In questa chiesa esistevano due medaglioni in marmo rappresentanti
l’effigie dei feudatari che, dopo molte vicende, sono stati acquistati dal
compianto signor Alessandro Orsi e fino al 2013 facevano bella mostra di sé in Ca’Mera ad
Azzate.
Una pergamena miniata del 1490 rende ancora più immediata l’opera
di restauro compiuta dai coniugi: il documento reca nel margine superiore lo
stemma dei Bossi col bue rampante ed iniziale maiuscola miniata. Al basso dello
scritto vi è la veduta del villaggio con peschiera, bosco, giardino, frutteto e
palazzetto di stile bramantesco. Ai fianchi di questa grande miniatura, la Polissena incinta, vestita nel
ricco elegante costume delle gentildonne della corte di Ludovico il Moro. Il
marito Matteo è invece raffigurato con toga lunga e berretto rosso, essendo
magistrato.
Tondo di Matteo Bossi recuperato dal signor Alessandro Orsi da Villa San Remigio di Pallanza , che fino al 2013 faceva parte dell'arredamento di Villa Orsi di Azzate. |
Tondo di Polissena Bossi recuperato dal signor Alessandro Orsi da Villa San Remigio di Pallanza, che fino al 2013 faceva parte dell'arredamento di Villa Orsi di Azzate. |
Come doveva essere in origine la villa?
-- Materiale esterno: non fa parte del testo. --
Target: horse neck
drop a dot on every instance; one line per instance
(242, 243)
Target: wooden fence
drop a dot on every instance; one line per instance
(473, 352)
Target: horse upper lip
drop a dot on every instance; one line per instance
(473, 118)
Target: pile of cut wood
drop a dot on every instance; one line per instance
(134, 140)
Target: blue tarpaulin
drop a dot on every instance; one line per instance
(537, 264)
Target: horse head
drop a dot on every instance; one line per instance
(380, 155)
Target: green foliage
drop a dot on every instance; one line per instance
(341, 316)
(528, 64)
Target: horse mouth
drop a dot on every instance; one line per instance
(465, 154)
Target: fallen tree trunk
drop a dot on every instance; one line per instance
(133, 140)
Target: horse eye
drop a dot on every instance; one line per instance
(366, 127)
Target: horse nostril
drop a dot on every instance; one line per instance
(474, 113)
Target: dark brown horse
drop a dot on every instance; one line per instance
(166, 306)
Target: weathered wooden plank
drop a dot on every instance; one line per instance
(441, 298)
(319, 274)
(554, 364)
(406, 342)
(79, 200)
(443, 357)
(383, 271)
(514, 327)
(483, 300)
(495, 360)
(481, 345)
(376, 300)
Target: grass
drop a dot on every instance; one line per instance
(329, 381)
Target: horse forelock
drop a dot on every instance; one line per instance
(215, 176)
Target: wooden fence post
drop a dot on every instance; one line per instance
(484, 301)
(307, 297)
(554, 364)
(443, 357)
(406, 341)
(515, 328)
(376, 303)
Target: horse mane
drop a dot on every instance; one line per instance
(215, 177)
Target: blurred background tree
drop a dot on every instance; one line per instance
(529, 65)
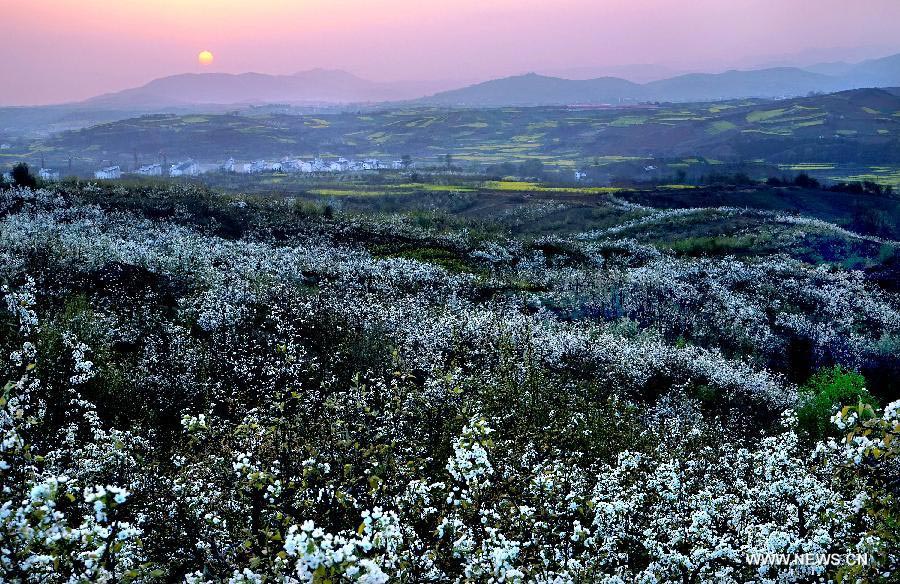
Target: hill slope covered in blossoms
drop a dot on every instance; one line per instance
(211, 388)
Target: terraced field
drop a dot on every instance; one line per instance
(858, 132)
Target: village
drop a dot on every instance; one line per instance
(190, 167)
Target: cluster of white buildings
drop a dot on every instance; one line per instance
(292, 165)
(108, 173)
(49, 175)
(316, 165)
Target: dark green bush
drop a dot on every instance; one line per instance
(827, 391)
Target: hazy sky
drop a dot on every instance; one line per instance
(63, 50)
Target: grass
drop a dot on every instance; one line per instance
(720, 126)
(522, 186)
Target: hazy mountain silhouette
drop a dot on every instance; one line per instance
(340, 87)
(314, 86)
(774, 82)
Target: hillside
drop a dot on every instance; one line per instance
(473, 382)
(776, 82)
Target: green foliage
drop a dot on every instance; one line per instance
(22, 177)
(826, 392)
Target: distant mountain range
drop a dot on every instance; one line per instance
(533, 89)
(305, 87)
(340, 87)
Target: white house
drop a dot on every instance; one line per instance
(186, 168)
(108, 173)
(150, 170)
(49, 175)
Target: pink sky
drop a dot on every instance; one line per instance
(63, 50)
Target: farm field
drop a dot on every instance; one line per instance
(759, 137)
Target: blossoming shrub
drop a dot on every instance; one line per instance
(210, 392)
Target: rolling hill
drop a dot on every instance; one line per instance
(858, 126)
(320, 86)
(778, 82)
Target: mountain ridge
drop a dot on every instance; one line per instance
(334, 86)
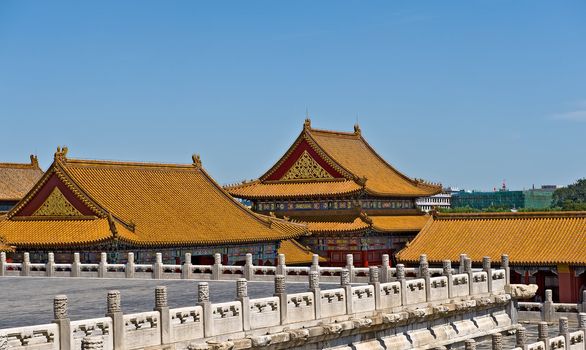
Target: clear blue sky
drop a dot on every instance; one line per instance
(465, 93)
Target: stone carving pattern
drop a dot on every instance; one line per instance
(57, 205)
(306, 168)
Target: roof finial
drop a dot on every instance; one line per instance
(196, 160)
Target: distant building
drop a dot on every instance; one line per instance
(439, 201)
(16, 179)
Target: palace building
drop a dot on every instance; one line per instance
(91, 206)
(545, 248)
(16, 179)
(353, 201)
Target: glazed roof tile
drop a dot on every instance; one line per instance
(546, 238)
(17, 179)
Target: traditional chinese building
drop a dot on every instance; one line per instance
(544, 248)
(90, 206)
(353, 201)
(16, 179)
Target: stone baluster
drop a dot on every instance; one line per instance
(316, 290)
(2, 264)
(487, 268)
(281, 265)
(462, 267)
(543, 333)
(103, 265)
(162, 306)
(424, 273)
(129, 269)
(76, 266)
(314, 263)
(497, 341)
(249, 267)
(468, 270)
(350, 266)
(447, 271)
(203, 300)
(242, 296)
(505, 266)
(114, 311)
(521, 338)
(345, 283)
(61, 318)
(548, 309)
(281, 292)
(25, 268)
(217, 267)
(92, 343)
(375, 282)
(403, 281)
(158, 266)
(50, 265)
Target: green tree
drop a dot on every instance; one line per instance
(572, 197)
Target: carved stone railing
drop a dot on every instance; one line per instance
(218, 271)
(305, 316)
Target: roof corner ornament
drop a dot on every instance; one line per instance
(34, 161)
(196, 160)
(61, 152)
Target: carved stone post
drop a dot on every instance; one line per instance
(521, 338)
(462, 268)
(158, 267)
(424, 273)
(114, 311)
(468, 270)
(548, 309)
(50, 265)
(162, 307)
(385, 269)
(103, 265)
(186, 268)
(203, 300)
(281, 265)
(76, 266)
(61, 318)
(487, 268)
(505, 266)
(129, 268)
(314, 263)
(249, 267)
(403, 282)
(92, 343)
(316, 290)
(447, 271)
(375, 282)
(25, 269)
(242, 296)
(217, 268)
(2, 263)
(497, 341)
(350, 266)
(281, 292)
(345, 283)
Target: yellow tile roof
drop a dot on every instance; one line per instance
(399, 223)
(258, 190)
(528, 238)
(351, 156)
(17, 179)
(158, 204)
(296, 253)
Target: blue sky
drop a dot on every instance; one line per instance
(465, 93)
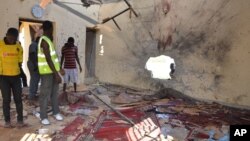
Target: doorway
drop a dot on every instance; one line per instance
(28, 31)
(90, 51)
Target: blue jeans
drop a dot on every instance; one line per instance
(34, 81)
(48, 90)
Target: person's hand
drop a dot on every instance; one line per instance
(58, 78)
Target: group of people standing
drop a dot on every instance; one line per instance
(44, 66)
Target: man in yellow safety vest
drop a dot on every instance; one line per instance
(49, 67)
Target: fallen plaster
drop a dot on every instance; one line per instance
(174, 116)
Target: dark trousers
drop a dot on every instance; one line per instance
(23, 78)
(12, 84)
(48, 90)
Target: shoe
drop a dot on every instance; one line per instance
(45, 121)
(58, 117)
(7, 125)
(20, 124)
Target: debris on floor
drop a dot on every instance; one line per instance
(105, 112)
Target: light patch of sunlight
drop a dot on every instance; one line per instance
(101, 52)
(160, 66)
(100, 41)
(36, 137)
(146, 130)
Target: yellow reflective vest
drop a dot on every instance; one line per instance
(42, 63)
(10, 57)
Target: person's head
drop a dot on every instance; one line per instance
(47, 27)
(37, 39)
(71, 40)
(11, 35)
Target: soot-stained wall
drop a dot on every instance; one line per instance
(209, 40)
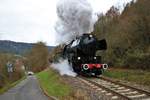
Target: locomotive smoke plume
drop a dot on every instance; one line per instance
(75, 17)
(64, 68)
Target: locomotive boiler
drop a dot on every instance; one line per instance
(81, 55)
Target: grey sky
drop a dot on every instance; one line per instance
(33, 20)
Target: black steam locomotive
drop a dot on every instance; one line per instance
(81, 55)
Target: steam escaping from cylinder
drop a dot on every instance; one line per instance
(63, 68)
(75, 17)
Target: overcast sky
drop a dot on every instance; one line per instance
(34, 20)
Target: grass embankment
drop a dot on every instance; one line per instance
(10, 85)
(136, 76)
(51, 83)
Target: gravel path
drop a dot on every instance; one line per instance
(28, 89)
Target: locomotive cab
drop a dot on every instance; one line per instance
(81, 55)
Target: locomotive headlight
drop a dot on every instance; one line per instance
(79, 58)
(91, 36)
(85, 66)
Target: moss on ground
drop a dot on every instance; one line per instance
(51, 83)
(10, 85)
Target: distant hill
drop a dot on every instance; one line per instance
(16, 47)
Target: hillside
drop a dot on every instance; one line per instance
(16, 47)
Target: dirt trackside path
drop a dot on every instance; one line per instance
(28, 89)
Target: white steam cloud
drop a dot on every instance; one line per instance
(75, 17)
(64, 68)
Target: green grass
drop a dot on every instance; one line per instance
(136, 76)
(10, 85)
(51, 83)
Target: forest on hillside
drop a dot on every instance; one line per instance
(127, 34)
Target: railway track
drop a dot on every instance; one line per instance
(115, 90)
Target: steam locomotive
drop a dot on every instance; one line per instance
(81, 55)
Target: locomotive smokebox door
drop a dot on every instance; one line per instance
(101, 45)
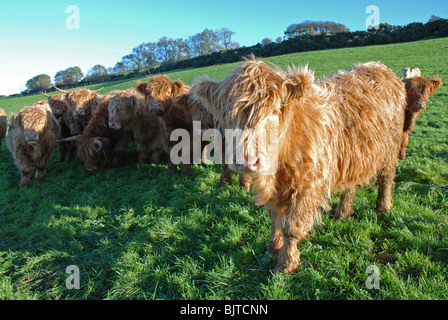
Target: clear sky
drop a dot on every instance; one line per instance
(34, 38)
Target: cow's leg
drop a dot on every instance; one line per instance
(345, 206)
(245, 181)
(226, 176)
(276, 240)
(27, 174)
(386, 182)
(404, 144)
(71, 151)
(40, 175)
(62, 146)
(295, 224)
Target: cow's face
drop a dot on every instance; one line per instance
(81, 100)
(32, 122)
(249, 100)
(58, 104)
(122, 110)
(418, 90)
(92, 151)
(159, 90)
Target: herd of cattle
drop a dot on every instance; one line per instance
(333, 134)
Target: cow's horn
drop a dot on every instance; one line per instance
(72, 138)
(63, 91)
(100, 145)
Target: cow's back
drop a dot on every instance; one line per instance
(369, 103)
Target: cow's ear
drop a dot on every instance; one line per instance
(141, 87)
(437, 83)
(16, 119)
(178, 86)
(204, 89)
(296, 83)
(134, 100)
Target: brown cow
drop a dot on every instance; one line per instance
(334, 134)
(172, 102)
(99, 146)
(57, 103)
(82, 103)
(31, 140)
(69, 125)
(418, 90)
(128, 111)
(3, 126)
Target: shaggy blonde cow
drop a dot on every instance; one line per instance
(418, 91)
(128, 111)
(333, 134)
(31, 140)
(3, 126)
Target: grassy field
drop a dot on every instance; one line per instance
(139, 232)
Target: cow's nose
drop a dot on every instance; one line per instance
(155, 106)
(31, 136)
(420, 105)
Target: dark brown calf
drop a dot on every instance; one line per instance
(418, 90)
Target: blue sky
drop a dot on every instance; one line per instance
(34, 38)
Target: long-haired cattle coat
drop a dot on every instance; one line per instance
(334, 134)
(31, 140)
(3, 126)
(418, 91)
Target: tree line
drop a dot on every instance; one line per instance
(145, 56)
(216, 47)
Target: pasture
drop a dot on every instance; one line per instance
(139, 232)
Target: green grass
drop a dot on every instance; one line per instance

Per rispondere a
questa domanda basterà portarsi in prossimità dell’andito che mette in
comunicazione il parco Ovest con quello posto a Est e si potrà osservare che i
locali ora occupati dalla Biblioteca e dalla Sala Fontana, pur essendo di
normali dimensioni, hanno due entrate: una che dà sul portico e l’altra che dà
sull’andito. Questo è anomalo e costituirebbe un spreco inutile. Se invece
consideriamo le porte che danno sull’andito come la sequenza a cannocchiale,
una dopo l’altra, delle porte che mettono in comunicazioni i locali adiacenti
allora arriviamo ad affermare che l’attuale andito altro non era, in origine,
che un locale chiuso e venne probabilmente aperto per mettere in comunicazioni
i due parchi in occasione dei grandi lavori di ristrutturazione per la
creazione dello scalone d’onore e del portico.
Se questa ipotesi è esatta anche l’attuale portico venne
creato sacrificando almeno tre locali, abbattendo due o tre lati perimetrali di
ognuno di essi e inserendo sul fronte delle colonne al posto del muro.
Sopravvivono ai due lati del portico le due finestre che possiamo immaginare
sorelle delle due scomparse e ipotizzando che al posto della terza vi fosse invece
una porta d’ingresso abbastanza capiente.
In questa ottica tutte le aperture del piano terreno, del
piano nobile e del mezzanino sarebbero state in simmetria tra di loro e
sicuramente avrebbero conferito alla facciata una pesante uniformità ben
lontana dalla grazia che invece conferisce l’attuale colonnato che rompe una
costante architettonica.
Si può avanzare l’ipotesi che l’ingresso principale della
villa non fosse quello attuale verso la
Crosa ma fosse bensì quello verso l’attuale Via Fiume e
conforta questa ipotesi il fatto che nel 1937 l’atto di morte del conte Gian
Antonio Benizzi registra la sua residenza in Via Fiume n. 4.
Da questo ingresso partiva anche la cosiddetta strada dei
cavalli che veniva percorsa dalle carrozze
che attraversavano il parco, rasentavano il boschetto di
bambù, fino alla rimessa e alle stalle dislocate al piano terreno dell’attuale
Villa Lampugnani.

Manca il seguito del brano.